It’s just a symbol. The UK government is borrowing like there’s no tomorrow, so issuing a few billion pounds of 100-year or perpetual debt would be a drop in its trillion-pound net debt ocean. In comparison to the Bank of England’s holdings, which are on their way to £325 billion, the sale of uneconomic investments to the private sector looks paltry.
Still, symbols matter, and the issue of century debt in an era of financial repression would certainly be a potent one. Forget about the fate of those who bought perpetual bonds with a 2.5 per cent coupon in 1946. Their real principal value has declined by 97 per cent, and counting. Think about the present. At a plausible nominal yield of about four per cent, the current real yield would be slightly negative — in line with the government’s inflation-linked debt.
As for more distant decades or centuries, it would take a monetary revolution for the UK to become a land of durably low inflation. The country has hugely indebted public and household sectors and a giant fiscal deficit. The central bank is more interested in promoting GDP growth and reducing the strains of leverage than in keeping inflation low. That’s why it will soon own a third of the government’s outstanding net debt.

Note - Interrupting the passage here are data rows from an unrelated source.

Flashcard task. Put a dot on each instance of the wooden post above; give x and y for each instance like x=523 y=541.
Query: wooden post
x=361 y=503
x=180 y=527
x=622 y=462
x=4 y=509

Those purchases undercut the normal explanation of ultra-low yields on ultra-long paper: that the market has given its objective judgment. With the Bank of England buying and regulators simultaneously requiring banks and other institutions to load up on supposedly safe gilts — ultra-long is especially recommended for pension funds — the market is so far from free that its verdict is gibberish.
Any unconstrained investor who takes up the 100-year bet would look ultra-foolish. But there are likely to be enough constrained investors to make the issue a success. That is financial repression at its most potent. The government pushes investors to accept low or negative returns, but so subtly that the dupes do not fully realise what’s happening. If the issue comes off, it will be a fine symbolic victory of the government over savers.